Tuesday, February 16, 2016 by usafeaturesmedia
(BigGovernment.news) As tens of millions of Americans were preparing for Thanksgiving, the Obama regime was preparing to release thousands of new regulations sure to further stifle economic growth and add additional costs to goods and services.
Also, noted The Daily Caller, which reported that the administration unleashed 2,224 new federal rules, the actions portend what the president has in mind to accomplish before he leaves office in just over a year.
President Obama’s Unified Agenda for Fall 2015 is his regulatory roadmap, and it laid out the myriad of regulations that will be finalized in the coming months. Obama stuck to his habit of releasing the agenda late on a Friday evening before a major holiday, so as to gain maximum concealment.
The president’s Spring 2015 agenda was stuffed with more than 2,300 regulations and was released on the evening of the Memorial Day weekend. And in fall 2014, the agenda containing more than 3,400 rules was released the Friday before Thanksgiving.

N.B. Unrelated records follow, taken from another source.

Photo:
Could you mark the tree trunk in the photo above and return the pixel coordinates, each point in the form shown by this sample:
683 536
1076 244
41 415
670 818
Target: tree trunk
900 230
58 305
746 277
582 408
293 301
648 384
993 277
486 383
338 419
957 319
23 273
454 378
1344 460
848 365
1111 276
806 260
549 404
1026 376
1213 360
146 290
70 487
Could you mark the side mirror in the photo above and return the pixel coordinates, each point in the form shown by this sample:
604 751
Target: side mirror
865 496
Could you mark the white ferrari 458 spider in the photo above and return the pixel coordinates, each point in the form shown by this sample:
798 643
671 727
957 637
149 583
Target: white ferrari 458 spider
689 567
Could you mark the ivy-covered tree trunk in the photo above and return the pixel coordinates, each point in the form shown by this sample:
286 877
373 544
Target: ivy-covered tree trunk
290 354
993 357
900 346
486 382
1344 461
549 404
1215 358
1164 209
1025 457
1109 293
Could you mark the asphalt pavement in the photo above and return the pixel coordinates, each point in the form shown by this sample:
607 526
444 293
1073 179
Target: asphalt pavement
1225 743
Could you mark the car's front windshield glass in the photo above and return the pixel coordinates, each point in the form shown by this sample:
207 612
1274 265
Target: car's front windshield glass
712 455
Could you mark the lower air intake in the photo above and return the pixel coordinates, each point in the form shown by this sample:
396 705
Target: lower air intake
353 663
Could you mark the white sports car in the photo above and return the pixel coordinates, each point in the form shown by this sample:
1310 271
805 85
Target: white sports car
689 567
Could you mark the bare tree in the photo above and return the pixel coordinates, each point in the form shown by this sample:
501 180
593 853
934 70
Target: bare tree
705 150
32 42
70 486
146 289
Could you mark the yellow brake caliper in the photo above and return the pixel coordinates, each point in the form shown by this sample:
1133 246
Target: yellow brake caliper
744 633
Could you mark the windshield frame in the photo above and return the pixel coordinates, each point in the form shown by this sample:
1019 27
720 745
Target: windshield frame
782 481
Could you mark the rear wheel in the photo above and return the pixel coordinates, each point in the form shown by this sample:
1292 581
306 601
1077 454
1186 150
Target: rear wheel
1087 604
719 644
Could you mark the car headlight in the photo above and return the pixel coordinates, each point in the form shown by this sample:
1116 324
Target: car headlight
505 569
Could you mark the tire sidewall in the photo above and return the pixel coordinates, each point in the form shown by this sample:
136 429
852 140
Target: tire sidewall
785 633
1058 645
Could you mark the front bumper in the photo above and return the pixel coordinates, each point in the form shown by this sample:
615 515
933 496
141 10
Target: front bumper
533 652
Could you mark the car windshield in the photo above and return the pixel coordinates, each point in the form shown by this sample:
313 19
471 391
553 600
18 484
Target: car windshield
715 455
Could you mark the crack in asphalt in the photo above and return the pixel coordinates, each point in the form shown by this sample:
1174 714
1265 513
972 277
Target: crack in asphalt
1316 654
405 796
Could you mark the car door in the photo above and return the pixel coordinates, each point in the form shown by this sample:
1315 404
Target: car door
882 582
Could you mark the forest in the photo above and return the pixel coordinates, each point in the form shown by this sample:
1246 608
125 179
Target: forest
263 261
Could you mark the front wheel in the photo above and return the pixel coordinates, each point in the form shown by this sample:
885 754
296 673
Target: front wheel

Though the latest agenda contains fewer new rules, it nevertheless is an indication of what Obama has planned before he leaves office in January 2017 – a raft of new regulatory burdens on top of the millions of pages of existing rules and regulations that already cost businesses and consumers more than $1.8 trillion annually, according to the Competitive Enterprise Institute.
The new rules will include major energy and environmental regulations that are already being contested in federal court, such as new rules for coal mines and regulations that ban common pesticides.
As reported by The DC, during a one-week period in November the Obama Administration issued $1.8 billion in new regulatory costs, according to an analysis by the American Action Forum. That brought the total cost of regulations in 2015 to $183 billion – about half from final rules and the other portion from proposed rule.
“Observed nonattainment counties experienced losses of $56.5 billion in total wage earnings, $690 in pay per worker, and 242,000 jobs between 2008 and 2013,” according to AAF policy experts.